Do you ever feel that it makes no sense, that it is a mistake?
If you do, you are right.
The Power Of Stories
Meanness is as old as the human race and it exists in other species as well. However, the human race has carried its meanness to an extreme.
To understand the evolution of meanness it helps to put yourself in the shoes of our early ancestors. Imagine what life was like several thousand years ago. You live in a small tribe of people probably in Africa, Australia or South America. You live in mud huts and have little to protect you from harsh weather conditions, and the aggression of other tribes.
But that is only the half of it. People do not know why anything happens. They do not know enough about cause and effect. They often felt at the mercy of nature and forces beyond their control.
So what did they do?
They did what people do – even today. They started creating stories about what was happening in order to create a rationale a way of handling the events that occurred around them and to them. They dealt with uncertainty and tragedy by creating explanations:
- they created gods and goddesses and also sorts of myths to explain human behavior
- they became very attuned to nature and created many supernatural explanations for the behavior of nature.

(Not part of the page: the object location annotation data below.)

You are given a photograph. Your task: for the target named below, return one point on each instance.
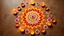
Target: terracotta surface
(7, 24)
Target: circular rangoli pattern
(33, 20)
(32, 17)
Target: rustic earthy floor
(7, 25)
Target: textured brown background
(7, 25)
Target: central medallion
(32, 17)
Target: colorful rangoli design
(33, 20)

- they were very attuned to the energy of the universe
A perfect example is Dreamtime and dreaming created by the Australian aborigines. Dreamtime is the aboriginal creation story is the starting point and basis of aboriginal culture. Dreaming is used to explain everything from how a bird got its colors to how humans are created. Aborigines used Dreamtime to explain spiritual concepts like eternity and earth concepts like weather events.
The point of this is not to describe aborigines as mean people – far from it. It’s to help understand something about stories.

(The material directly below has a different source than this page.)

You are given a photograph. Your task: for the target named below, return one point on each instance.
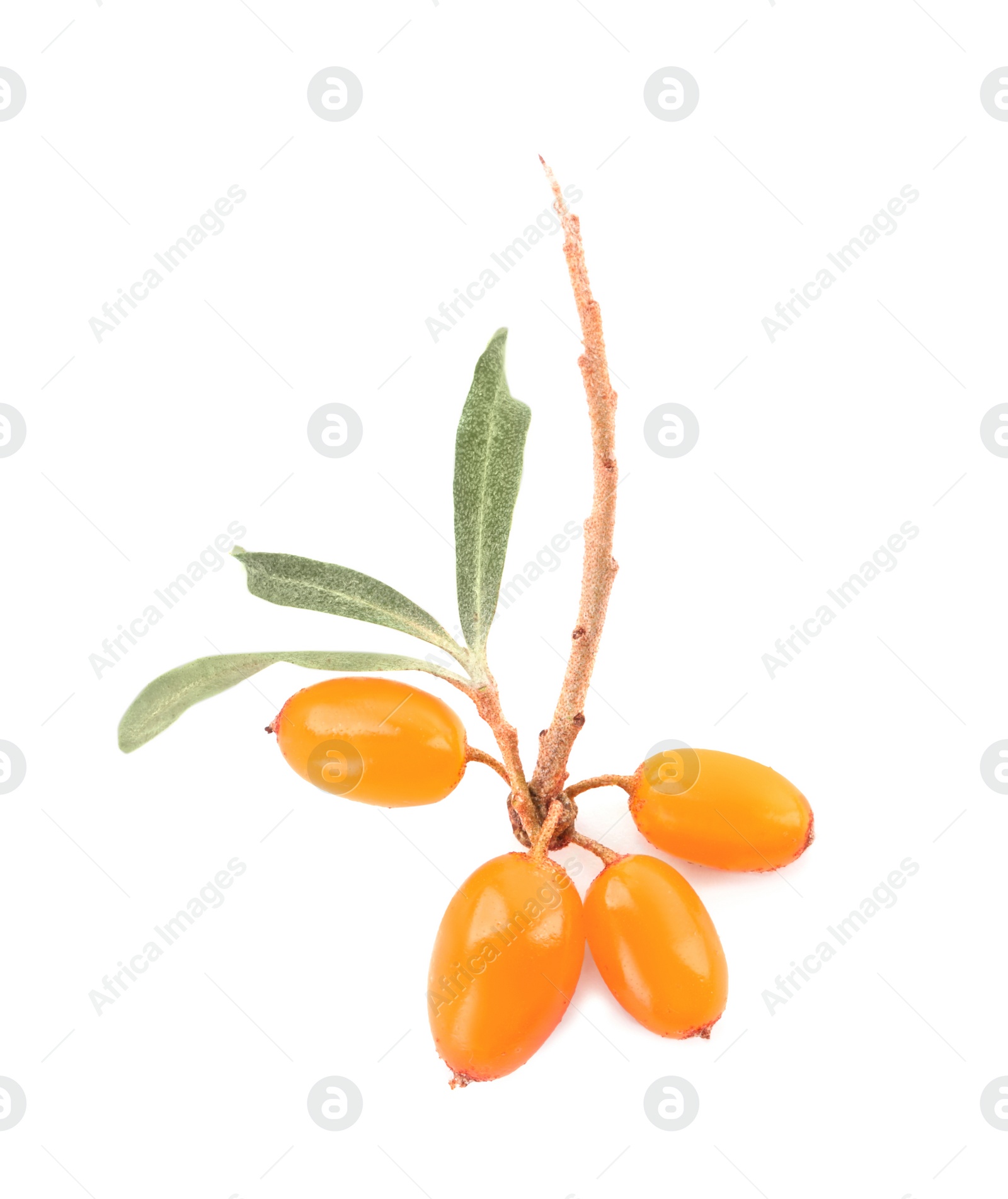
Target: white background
(147, 445)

How Meanness Got The Upper Hand
It isn’t really meanness that got the upper hand. Stories did.
To this day we attach to stories about ourselves and others, our country and other countries for better or worse.
Stories are powerful.
At one time, stories were all that we had to communicate cultural identity and life. They were our first form of education and are a wonderful way to talk about the mysteries of life. Stories bring our experience to life and help us connect with the web of life that constitutes our world. Certainly the aborigines used their stories that way.
The Dark Side Of Stories
However, stories can have a dark side. Because of the way we engage with stories they can take on a life of their own.
Look at what happens when a story is created and used to bully someone. Some people commit suicide because the story being told about them becomes entrenched and they cannot do anything to correct it. Stories used in such a malicious way can destroy lives.
Stories are often wrong although that may be hard for us to understand when we are in the middle of one. One of the reasons stories are so powerful is because they engage with our imaginations. Our imagination can be a very open place, susceptible to stories that play on our fears. Stories that play on our fears, negative experiences or our wounded self can easily be malicious and escape the serious scrutiny that they deserve.
Stories form our connection with others and our identities. What happens when we have a story that is totally different from everyone else in our social group? It may be interesting but it will also feel uncomfortable. Then again how many of us allow our stories to be the cultural story we are told when we are young? How much of the differences between men and women are about the long cultural story of each sex and not about the actual people in a relationship?
Using Stories Wisely
It is important to be very mindful about the stories we tell as well as the stories we believe. It will help us to support stories for their positive social and cultural contribution and help us avoid promoting malicious stories that feed the meanness between people.